Sandy Alcantara solid once again but gets little run support as Marlins lose to Phillies

Daniel A. Varela/dvarela@miamiherald.com

For six innings on Friday, Sandy Alcantara was virtually unhittable — similar to his performance over the past two months for the Miami Marlins en route to his second All-Star Game selection. He had allowed just one baserunner in that span that was negated by a double play.

But in the seventh, the Philadelphia Phillies cracked the Marlins’ ace.

One walk followed by three consecutive hits put a pair of runs on the board for Philadelphia.

It was enough to beat the Marlins, 2-1, at loanDepot park to begin a three-game series to wrap up both teams’ schedule ahead of the All-Star Break. The Marlins fall to 43-46 while Philadelphia improves to 47-43.

In that pivotal seventh inning, a Rhys Hoskins one-out walk and Nick Castellanos single put runners on first and second. Darick Hall’s double to left field scored Hoskins to tie the game at 1-1, but Castellanos ran through a stop sign at third base and was thrown out at home on a relay throw from Jorge Soler to Miguel Rojas to Jacob Stallings for the second out of the inning.

J.T. Realmuto — who broke up Alcantara’s perfect game bid with a fifth-inning single — then hit a double of his own that skipped past third baseman Brian Anderson and into left field to give Philadelphia a 2-1 lead.

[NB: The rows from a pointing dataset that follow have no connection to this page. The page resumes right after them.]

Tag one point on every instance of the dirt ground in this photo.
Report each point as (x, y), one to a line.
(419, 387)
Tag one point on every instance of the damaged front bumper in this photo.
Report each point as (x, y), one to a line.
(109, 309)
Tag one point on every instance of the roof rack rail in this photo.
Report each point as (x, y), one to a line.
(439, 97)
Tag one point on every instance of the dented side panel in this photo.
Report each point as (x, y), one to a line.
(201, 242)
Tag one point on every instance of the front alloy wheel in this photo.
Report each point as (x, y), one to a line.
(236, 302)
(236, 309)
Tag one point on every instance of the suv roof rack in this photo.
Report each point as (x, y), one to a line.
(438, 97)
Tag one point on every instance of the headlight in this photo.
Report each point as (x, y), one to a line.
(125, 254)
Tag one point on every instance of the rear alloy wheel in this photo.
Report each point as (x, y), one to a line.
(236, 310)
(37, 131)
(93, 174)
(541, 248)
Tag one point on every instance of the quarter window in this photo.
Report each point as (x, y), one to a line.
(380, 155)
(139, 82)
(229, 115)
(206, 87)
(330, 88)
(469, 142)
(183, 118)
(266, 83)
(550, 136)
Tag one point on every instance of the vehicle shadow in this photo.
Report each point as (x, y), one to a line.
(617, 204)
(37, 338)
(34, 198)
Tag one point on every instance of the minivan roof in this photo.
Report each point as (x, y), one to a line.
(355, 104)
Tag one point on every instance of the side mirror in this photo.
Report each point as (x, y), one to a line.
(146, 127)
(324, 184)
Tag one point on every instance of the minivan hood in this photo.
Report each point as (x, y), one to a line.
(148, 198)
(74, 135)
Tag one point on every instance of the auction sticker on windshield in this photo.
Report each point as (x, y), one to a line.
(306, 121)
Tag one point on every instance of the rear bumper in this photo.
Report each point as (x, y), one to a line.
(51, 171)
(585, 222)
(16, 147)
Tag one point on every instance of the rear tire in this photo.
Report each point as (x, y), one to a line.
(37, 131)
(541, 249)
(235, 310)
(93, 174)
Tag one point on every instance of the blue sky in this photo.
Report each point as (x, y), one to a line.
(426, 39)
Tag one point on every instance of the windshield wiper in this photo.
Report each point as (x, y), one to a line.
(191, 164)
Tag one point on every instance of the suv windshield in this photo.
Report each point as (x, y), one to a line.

“I was using all my pitches,” Alcantara said, “but when you’ve gotta face the same guys again and again, they know what pitches you want to throw. I think that’s how they made the adjustments to me.”

That four-batter span was the lone bad stretch of Alcantara’s final outing before the All-Star Break.

The Marlins’ ace finished his final game of the first half with the two earned runs on four hits and two walks while striking out 12 over eight innings. He threw 106 pitches, 75 of which went for strikes.

With that, Alcantara’s final stats through his 19 starts ahead of the All-Star Break include an MLB-leading 138 1/3 innings pitched and a 1.76 ERA that ranks second in the majors behind only the Tampa Bay Rays’ Shane McClanahan (1.71). He’s also the only pitcher in MLB to throw multiple complete games.

“I feel my first half of the season was great,” Alcantara said. “My routine was there to help me a lot. We’ve battled. We battle all the time. We compete all the time. But sometimes we have bad days.”

He is on a run of 13 consecutive starts with at least seven innings pitched, including 12 outings in that stretch in which he has allowed no more than two earned runs. It’s the longest stretch by any pitcher in a single season since 2014 when Clayton Kershaw (17), Felix Hernandez (16) and David Price (14) had longer streaks.

“He’s just taken another step confidence-wise,” Marlins manager Don Mattingly said pregame. “I’ve seen when he faces some guys that he’s faced in the past that he’s kind of backed off of or pitched cautiously. Now, it’s like there’s no one out there that he really doesn’t just go attack. That’s what I like to see, just that next level of confidence.”

He had retired the first 13 batters he faced, including striking out Kyle Schwarber and Nick Castellanos twice apiece, before Realmuto hit a one-out single through the right side in the fifth. The hit was ultimately erased when Bryson Stott hit into an inning-ending double play.

The only run support Alcantara got came in the second inning. Avisail Garcia drew a leadoff walk, advanced to third on an Anderson double and scored on a Bryan De La Cruz sacrifice fly to give Miami an early 1-0 lead.

With the way Alcantara was pitching, though, one run looked like it might be enough for Miami to sneak away with a win.

But then came the seventh inning, and the Marlins’ lead was gone for good.

The Marlins only had two baserunners between the third and eighth innings before attempting to put together one final rally in the ninth.

Jorge Soler, Garcia and Anderson drew back-to-back-to-back one-out walks to load the bases. Jesus Sanchez hit into a fielder’s choice with pinch-runner Billy Hamilton getting forced out at home before Rojas struck out swinging to end the game.

“You want to be able to have room for error,” Mattingly said. “You want to be able to scratch a run or two in there somewhere while you’re getting those zeroes. We just weren’t able to do it.”